Russ Steele
The snow on Mt. Baker Washington is still five stories tall in the pass, the Going to the Sun Road in Glacier National Park had the lastest opening ever, and record snow fall on Mt. Shasta have the glaciers moving again.
Northern hemisphere volcanos have been very active in Iceland, Russia, and Alaska over the last two years. These volcanos may have had more of an impact on our climate than we originally thought.
New studies show that volcanic eruptions can eject up to 100 million times more ash than previously thought. One million times!
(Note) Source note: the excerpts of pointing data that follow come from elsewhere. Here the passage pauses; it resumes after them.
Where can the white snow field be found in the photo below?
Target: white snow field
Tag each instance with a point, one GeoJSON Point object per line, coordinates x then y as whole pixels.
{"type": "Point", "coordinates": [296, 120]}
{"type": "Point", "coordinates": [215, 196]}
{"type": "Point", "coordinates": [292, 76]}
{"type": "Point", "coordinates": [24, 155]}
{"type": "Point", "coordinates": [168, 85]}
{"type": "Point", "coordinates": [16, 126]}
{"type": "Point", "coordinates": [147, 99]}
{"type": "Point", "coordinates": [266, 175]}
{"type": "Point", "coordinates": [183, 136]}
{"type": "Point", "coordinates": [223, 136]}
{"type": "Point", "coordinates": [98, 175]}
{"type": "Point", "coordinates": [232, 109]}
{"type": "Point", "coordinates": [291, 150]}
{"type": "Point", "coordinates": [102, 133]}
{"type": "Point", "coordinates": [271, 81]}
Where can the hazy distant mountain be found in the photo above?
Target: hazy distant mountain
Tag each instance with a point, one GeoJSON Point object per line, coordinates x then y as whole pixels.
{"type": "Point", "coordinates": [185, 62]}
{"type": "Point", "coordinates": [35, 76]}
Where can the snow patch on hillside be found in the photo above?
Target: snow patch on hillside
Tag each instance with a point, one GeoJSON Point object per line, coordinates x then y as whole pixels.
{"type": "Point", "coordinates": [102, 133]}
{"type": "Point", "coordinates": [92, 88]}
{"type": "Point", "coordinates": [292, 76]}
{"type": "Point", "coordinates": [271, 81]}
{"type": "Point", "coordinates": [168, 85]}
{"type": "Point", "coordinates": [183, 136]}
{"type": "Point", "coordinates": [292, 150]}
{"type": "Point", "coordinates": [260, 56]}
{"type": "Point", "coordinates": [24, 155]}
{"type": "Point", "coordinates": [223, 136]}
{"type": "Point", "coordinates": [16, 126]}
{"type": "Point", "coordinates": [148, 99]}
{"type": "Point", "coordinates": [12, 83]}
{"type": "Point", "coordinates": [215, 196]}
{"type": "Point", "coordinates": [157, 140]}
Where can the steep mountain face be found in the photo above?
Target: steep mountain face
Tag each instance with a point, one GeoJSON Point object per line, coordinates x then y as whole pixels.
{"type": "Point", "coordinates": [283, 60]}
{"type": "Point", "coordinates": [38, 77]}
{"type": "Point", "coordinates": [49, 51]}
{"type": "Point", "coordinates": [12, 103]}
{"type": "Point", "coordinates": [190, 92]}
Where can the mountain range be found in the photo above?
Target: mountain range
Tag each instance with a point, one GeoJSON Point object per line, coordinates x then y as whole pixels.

The ash seeds cloud formation, leading to more rain and snow.
A team of researchers in France monitored Iceland's Eyjafjallajokull volcano, which, beginning on March 20, 2010, ejected an enormous plume of ash into the atmosphere that soon spread across Europe.
The researchers then analyzed how many secondary particles this ash generated as it reacted chemically with other components of the atmosphere.
Their new data showed that when sulphuric acid particles become large enough, they can behave as seeds for cloud formation, thereby increasing the amount of precipitation.
In addition, such seeding particles can form at lower altitudes and farther away from volcanoes than past studies had suggested, causing changes in local and regional weather.
The findings, published online on July 11 in the journal Proceedings of the National Academy of Sciences, here, point to the potentially broader climate influence that volcanoes could have.
It was a combination of low solar activity in 1800 and long series of eruptions by Mount Tambora in 1815, that created a year without a summer in 1916 in the Northern hemisphere. Now the question, is could a series of seperate volcanos across the hemisphere produce enough ash and secondary particles to produce a future year without a summer? We live in interesting times.